Ах, какие были мгновения, и длились они с ранней зари даже до вечера, и вдруг видим мы, что по льду от города англичаниновы сани несутся, и прямо к нам… По всем трепет прошел, шапку все под ноги бросили и молимся:
— Боже отец духовом и ангелам: пощади рабы твои!
И с этим моленьем упали ниц на снег и вперед жадно руки простираем, и вдруг слышим над собою англичанинов голос:
— Эй, вы! Староверы! Вот вам привез! — и подает узелок в белом платочке.
Лука принял узелок и замер: чувствует, что это что-то малое и легковесное! Раскрыл уголок платочка и видит: это одна басма* с нашего ангела сорвана, а самой иконы нет.
Кинулись мы к англичанину и говорим ему с плачем:
— Обманули вашу милость, тут иконы нет, а одна басма серебряная с нее прислана.
Но англичанин уже не тот, что был к нам до сего времени: верно, досадило ему это долгое дело, и он крикнул на нас:
— Да что же вы всё путаете! Вы же сами мне говорили, что надо ризу выпросить, я ее и выпросил; а вы, верно, просто не знаете, что вам нужно!

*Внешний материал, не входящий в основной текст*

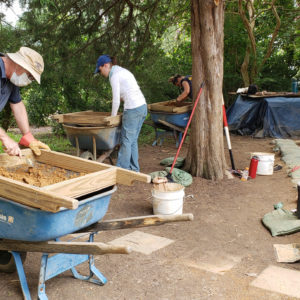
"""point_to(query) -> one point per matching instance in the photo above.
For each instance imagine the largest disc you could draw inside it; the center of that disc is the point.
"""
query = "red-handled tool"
(227, 135)
(169, 176)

Мы ему, видя, что он восклокотал, с осторожностью было начали объяснять, что нам икона нужна, чтобы подделок сделать, но он не стал нас более слушать, выгнал вон и одну милость показал, что велел изографа к нему послать. Пошел к нему изограф Севастьян, а он точно таким же манером и на него с клокотанием.
— Твои, — говорит, — мужики сами не знают, чего хотят: то просили ризу, говорили, что тебе только надо размеры да абрис снять, а теперь ревут, что это им ни к чему не нужно; но я более вам ничего сделать не могу, потому что архиерей образа не дает. Подделывай скорее образ, обложим его ризой и отдадим, а старый мне секретарь выкрадет.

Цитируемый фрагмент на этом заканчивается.